In November 2015, Singh’s older son, Ashish, was one of the 23 young men paraded by the police in front of journalists as a surrendered Maoist. As Scroll.in reported at that time, local people alleged the surrenders were fake, and the men were not Maoists as the police had claimed.
After the controversy, Singh had sent Ashish away to Sukma. Now, back home, Ashish said the only reason he surrendered was because the police promised to free him from charges that had been framed against him and 11 others in the murder of a police officer. The murder took place in 2008, but the 12 men were named as accused in the case only in 2015. Ashish claimed the charges were false and that he had been made merely to put him under pressure. The police was staging fake surrender ceremonies to exaggerate its success against the Maoists, said villagers.
The police superintendent, Elesela, declined to comment on Ashish’s case, saying he had taken charge in May 2016, and was not familiar with previous cases.
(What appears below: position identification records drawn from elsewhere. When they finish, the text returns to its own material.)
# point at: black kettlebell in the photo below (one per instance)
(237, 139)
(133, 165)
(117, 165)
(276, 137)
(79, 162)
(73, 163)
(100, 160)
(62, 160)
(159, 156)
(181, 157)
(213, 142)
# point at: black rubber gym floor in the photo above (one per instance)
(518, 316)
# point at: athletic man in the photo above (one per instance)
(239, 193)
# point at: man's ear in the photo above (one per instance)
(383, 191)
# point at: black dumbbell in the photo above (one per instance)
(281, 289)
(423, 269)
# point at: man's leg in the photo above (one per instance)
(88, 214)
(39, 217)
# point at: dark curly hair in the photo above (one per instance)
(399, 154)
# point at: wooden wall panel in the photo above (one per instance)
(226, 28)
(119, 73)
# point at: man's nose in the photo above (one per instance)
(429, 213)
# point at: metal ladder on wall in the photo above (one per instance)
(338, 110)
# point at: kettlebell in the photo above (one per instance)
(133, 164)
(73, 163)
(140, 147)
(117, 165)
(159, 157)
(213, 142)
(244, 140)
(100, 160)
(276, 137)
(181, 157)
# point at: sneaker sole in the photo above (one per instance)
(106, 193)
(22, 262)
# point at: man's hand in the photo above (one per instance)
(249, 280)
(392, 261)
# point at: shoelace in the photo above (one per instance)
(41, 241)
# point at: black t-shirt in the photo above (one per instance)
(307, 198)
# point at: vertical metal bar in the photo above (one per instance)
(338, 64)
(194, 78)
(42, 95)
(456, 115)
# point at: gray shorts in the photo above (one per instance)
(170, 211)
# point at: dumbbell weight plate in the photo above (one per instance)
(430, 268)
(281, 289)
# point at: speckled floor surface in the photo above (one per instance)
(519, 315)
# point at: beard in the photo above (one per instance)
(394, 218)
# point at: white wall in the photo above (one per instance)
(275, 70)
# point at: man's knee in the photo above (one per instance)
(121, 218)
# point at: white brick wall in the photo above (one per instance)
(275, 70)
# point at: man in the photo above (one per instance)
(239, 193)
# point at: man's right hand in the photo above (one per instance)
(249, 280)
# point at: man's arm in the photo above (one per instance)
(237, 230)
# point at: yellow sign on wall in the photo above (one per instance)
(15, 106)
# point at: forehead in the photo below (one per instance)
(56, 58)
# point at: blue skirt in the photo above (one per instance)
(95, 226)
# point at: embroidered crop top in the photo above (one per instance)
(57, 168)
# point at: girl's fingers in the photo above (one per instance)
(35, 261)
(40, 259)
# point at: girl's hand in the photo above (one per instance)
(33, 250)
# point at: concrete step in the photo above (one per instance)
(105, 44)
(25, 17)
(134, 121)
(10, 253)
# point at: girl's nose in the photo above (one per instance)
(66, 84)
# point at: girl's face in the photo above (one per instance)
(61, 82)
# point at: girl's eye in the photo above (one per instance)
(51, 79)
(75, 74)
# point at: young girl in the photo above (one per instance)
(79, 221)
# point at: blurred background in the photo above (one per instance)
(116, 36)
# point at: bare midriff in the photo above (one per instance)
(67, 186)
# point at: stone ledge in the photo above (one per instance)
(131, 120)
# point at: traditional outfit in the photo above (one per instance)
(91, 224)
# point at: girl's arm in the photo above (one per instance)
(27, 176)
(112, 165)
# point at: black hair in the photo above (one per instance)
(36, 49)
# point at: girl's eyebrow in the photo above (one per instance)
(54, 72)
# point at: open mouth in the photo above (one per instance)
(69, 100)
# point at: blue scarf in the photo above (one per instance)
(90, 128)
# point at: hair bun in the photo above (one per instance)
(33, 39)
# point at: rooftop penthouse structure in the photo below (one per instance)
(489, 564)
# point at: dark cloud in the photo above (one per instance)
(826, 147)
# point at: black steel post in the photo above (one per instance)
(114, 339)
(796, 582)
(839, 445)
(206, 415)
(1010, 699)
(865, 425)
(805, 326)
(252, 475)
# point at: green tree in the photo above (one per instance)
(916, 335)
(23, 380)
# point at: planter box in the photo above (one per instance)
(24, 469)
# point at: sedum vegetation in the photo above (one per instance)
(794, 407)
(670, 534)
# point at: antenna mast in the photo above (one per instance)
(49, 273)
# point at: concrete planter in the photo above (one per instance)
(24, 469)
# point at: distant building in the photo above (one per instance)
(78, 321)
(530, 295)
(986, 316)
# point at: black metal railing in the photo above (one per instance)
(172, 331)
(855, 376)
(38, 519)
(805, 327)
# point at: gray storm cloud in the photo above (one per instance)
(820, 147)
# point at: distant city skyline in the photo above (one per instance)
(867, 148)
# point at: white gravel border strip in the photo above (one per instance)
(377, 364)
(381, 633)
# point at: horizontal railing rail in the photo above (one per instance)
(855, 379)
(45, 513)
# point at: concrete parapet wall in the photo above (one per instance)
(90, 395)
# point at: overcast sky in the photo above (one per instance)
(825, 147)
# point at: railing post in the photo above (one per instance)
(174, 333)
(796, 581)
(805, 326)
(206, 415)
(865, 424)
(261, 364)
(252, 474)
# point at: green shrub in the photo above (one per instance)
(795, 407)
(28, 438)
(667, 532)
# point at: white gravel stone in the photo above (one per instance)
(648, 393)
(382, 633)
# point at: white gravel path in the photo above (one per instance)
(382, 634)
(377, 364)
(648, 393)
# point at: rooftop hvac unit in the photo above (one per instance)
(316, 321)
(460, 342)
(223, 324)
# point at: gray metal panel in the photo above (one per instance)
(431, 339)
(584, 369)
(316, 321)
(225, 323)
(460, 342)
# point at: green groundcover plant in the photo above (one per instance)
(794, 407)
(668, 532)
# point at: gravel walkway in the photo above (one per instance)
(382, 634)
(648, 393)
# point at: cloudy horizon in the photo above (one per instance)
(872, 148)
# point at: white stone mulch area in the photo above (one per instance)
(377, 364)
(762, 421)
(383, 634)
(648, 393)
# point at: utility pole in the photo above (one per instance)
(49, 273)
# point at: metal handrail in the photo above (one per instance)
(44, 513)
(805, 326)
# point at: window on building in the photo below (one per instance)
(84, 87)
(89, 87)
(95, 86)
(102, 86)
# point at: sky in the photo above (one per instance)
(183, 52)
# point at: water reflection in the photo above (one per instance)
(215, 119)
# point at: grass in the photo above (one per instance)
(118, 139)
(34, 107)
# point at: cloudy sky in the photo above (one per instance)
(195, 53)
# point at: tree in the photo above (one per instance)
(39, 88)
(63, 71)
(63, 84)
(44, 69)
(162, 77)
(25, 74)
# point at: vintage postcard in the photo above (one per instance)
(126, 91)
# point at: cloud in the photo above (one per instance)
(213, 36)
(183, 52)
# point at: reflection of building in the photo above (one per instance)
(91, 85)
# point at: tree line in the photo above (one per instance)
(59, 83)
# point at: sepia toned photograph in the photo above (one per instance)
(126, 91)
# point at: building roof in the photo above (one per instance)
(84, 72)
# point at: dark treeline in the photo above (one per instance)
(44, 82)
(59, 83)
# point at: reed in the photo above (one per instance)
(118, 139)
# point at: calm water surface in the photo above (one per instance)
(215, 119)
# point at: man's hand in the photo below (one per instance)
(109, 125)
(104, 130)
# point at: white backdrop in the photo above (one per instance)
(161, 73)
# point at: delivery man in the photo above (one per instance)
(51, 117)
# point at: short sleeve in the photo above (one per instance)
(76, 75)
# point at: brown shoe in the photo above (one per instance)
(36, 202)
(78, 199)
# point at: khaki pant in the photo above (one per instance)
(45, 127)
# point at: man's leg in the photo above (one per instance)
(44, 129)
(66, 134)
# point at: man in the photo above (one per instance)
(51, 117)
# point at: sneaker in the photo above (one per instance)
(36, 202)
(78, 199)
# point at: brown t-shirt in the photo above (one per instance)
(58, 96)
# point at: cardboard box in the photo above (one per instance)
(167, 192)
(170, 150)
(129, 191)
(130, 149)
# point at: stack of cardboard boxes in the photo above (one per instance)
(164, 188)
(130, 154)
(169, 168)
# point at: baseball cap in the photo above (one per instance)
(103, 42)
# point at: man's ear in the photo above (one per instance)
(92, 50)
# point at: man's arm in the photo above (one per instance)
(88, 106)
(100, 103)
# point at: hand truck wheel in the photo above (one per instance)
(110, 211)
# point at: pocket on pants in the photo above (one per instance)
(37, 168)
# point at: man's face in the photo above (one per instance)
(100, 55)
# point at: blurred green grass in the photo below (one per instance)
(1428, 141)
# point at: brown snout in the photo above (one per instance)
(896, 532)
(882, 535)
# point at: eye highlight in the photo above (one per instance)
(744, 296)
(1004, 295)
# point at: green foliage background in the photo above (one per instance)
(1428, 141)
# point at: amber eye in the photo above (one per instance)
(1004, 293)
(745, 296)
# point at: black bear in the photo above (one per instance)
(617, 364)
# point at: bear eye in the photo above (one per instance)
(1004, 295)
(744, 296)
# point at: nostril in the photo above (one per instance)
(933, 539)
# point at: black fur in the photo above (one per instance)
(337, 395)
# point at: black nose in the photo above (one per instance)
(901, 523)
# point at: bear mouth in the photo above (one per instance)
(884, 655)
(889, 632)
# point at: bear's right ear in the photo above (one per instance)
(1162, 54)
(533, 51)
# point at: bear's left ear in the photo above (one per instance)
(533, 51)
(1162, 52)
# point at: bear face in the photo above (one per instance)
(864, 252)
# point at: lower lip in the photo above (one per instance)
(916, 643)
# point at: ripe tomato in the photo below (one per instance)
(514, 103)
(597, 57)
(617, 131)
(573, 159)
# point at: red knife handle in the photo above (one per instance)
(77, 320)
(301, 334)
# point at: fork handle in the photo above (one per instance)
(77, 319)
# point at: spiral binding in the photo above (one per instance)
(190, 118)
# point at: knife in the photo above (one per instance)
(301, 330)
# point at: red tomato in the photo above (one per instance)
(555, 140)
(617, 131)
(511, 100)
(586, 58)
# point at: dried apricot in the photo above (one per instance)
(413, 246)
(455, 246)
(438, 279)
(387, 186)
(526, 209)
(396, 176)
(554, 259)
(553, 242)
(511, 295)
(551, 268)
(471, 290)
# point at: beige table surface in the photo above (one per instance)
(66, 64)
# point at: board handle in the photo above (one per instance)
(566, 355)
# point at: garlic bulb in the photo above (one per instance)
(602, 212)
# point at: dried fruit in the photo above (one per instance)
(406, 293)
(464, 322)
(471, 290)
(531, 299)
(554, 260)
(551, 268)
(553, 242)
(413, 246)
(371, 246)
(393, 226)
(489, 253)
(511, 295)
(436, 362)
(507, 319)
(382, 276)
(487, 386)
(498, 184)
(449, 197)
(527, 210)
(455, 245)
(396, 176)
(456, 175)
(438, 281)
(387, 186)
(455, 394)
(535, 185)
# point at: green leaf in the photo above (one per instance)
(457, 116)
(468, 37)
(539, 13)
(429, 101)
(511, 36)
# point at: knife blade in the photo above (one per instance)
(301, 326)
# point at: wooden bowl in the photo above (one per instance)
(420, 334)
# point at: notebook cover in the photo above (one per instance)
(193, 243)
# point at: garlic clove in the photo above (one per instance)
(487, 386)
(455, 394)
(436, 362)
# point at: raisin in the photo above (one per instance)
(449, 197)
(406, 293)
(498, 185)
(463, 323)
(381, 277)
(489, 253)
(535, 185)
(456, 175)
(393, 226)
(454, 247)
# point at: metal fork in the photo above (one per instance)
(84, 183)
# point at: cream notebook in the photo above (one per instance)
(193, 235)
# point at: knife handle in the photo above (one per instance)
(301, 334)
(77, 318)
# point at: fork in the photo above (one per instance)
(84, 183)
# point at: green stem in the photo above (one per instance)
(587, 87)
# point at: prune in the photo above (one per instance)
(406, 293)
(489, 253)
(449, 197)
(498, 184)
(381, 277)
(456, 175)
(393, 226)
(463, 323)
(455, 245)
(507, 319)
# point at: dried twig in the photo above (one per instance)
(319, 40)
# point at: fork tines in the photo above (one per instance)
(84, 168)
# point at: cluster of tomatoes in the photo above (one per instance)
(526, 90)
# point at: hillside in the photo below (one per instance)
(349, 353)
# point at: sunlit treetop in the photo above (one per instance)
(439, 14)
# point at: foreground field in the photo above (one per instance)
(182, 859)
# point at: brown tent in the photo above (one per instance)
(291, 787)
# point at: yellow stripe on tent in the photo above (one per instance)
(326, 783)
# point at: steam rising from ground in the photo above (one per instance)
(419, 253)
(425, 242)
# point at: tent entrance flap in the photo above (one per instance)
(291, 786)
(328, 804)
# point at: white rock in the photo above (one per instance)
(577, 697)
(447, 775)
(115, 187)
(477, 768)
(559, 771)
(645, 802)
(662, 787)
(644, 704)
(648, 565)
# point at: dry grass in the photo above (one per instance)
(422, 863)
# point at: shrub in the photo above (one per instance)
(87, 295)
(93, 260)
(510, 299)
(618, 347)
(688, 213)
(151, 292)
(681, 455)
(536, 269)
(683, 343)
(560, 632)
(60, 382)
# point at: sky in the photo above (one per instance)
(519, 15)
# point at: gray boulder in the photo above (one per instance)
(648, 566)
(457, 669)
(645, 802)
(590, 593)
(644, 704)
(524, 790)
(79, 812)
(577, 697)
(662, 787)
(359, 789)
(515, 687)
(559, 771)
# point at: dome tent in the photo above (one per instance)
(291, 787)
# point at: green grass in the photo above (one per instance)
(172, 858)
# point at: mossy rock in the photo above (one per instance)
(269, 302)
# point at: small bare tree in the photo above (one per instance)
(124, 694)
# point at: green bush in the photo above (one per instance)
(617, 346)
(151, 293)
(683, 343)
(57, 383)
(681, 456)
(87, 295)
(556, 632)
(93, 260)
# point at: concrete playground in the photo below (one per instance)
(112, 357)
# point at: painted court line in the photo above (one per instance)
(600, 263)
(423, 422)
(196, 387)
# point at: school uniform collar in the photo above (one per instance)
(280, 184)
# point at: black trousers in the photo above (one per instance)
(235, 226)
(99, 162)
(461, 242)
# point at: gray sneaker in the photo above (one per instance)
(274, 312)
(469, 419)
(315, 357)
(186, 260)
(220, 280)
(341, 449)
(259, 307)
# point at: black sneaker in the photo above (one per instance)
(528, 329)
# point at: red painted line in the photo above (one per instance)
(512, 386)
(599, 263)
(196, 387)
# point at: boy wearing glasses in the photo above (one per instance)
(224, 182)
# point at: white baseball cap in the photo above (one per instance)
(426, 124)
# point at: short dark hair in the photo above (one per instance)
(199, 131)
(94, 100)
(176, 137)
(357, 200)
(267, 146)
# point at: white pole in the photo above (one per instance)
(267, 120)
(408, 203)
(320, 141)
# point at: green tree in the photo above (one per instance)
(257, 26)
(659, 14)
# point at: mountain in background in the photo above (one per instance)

Speaking of Thakur, he said, “Nabbe was never with the police, but we have records to show he was supporting the Maoists [earlier].” Since there were no information about his criminal involvement, the police did not press any charges against him, he added.
Caught between the two forces, the young men of Chintalnar face a peculiar predicament: the Maoists view them as police informers, but in the police records, they are shown to be Maoists and under pressure to surrender.
Over the past year, Adivasis living in the interior villages have reported large-scale arrests, detentions and beatings by security forces, as documented by Scroll.in in February 2016. This reporter heard of fresh instances of police beatings but could not confirm them independently.
The residents of Chintalnar say the security forces have since stepped up the pressure on non-Adivasis. They alleged that young men were being asked to accompany the security forces on patrols inside the forest to identify Maoist locations.
Had Thakur been forced to do this? Some villagers speculated that the young man had been questioned by the police about the location of a Maoist meeting held in June.
The police superintendent did not comment on the specific allegation but said that as a principle, the police never compel any surrendered Maoists to accompany them during search operations or divulge information, unless they willingly do so.
Thakhur’s father, Sartej Singh, said that had either side – the police or the Maoists – told him that his son was aiding the other, he would have shifted him out of the village. Said Singh, “Both the Maoists and the police are playing games with our lives.”